O cineasta Michael Ritchie opta por uma abordagem realista, de estilo documental, oferecendo, ao espectador, um panorama das entranhas das campanhas políticas. O uso de câmera na mão e zoom, os cortes acentuados, a concepção dos enquadramentos e o interesse por mostrar o cenário inteiro, com ênfase para a reação do público, são artifícios que dão voz à narrativa de Ritchie. 

O roteiro não se aprofunda em seus personagens; este é um estudo de uma situação. Sem maiores piadas, apenas com um olhar naturalista afiado, rimos da verdade. É o tipo de filme que, com o passar dos anos, deveria se tornar datado. Infelizmente, não é o que acontece. As pessoas ainda tratam líderes políticos como super-heróis que desceram à terra para lhes trazer esperança. É um jogo no qual todos se mantêm disciplinados, sem espaço para movimentos bruscos. O público, intoxicado pela carência, alça crápulas aos palcos e bate palma como fantoches remendados. Sinceramente, eu não sei se tamanha humilhação e falta de autopreservação são oriundas de um desejo juvenil de fazer parte de “algo importante” ou de uma ingênua expectativa por mudanças. 

A eleição trazida pelo roteiro é para o senado da Califórnia. Crocker Jarmon, do partido Republicano, é um populista carismático que, a par da fragilidade do sistema, fez da vida pública uma carreira longínqua, pretendendo estender seu mandato por mais 18 anos. Ao longo do filme, Jarmon não diz nada que uma criança recém alfabetizada não seria capaz. Todavia, ele tem a pose, a entonação, a retórica e a confiança para ser considerado um líder nato. O povo não busca alguém com ideias; a obsessão é por uma figura quase paternal, que poderia ser vista em bares e mesas de sinuca. Jarmon se aproveita da ignorância geral, apostando em discursos pobres e inflamados para vencer. Eis que, do outro lado da corrida, surge um novato: Bill McKay, um advogado idealista, filho de um antigo governador. 

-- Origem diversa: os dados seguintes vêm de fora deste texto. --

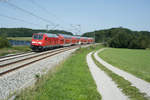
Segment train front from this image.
[31,33,44,51]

Ele não hesita em afirmar: “Eu não sei”, o que denota honestidade de sua parte. McKay tem opiniões contundentes, mas nem todas devem ser expostas. “Calma. Isso é sincero, mas não leva a lugar nenhum”. Como qualquer produto, a alma do negócio é a propaganda. Os políticos vão às ruas para serem vistos rodeados por trabalhadores, não para escutar seus anseios – o som dos flashes das câmeras é um bom sinal. Basta editar parte da fala, colocar uma narração imponente e elaborar um slogan chamativo. Qualquer ser humano minimamente educado e disposto a vender a alma pode vir a assumir um importante cargo político. É sobre decorar um discurso bonito, abotoar o paletó e mesclar firmeza e carisma. McKay, no início, urge pelo direito de falar aquilo que pensa. Isso não vende; simplesmente porque não é atraente aos olhos de quem quer ser alimentado com a mesma porcaria de sempre. No duelo entre boas intenções e boa performance, a performance sempre prevalecerá. O jogo vira quando McKay, aconselhado por seus marqueteiros, percebe que precisa vestir a máscara do político, da celebridade que está sujeita a abraços e a agressões. Mais do que isso: o protagonista chega ao patamar de Jarmon, tornando-se a personificação do candidato Democrata – o bom moço que chama a atenção por sua aparência e educação. 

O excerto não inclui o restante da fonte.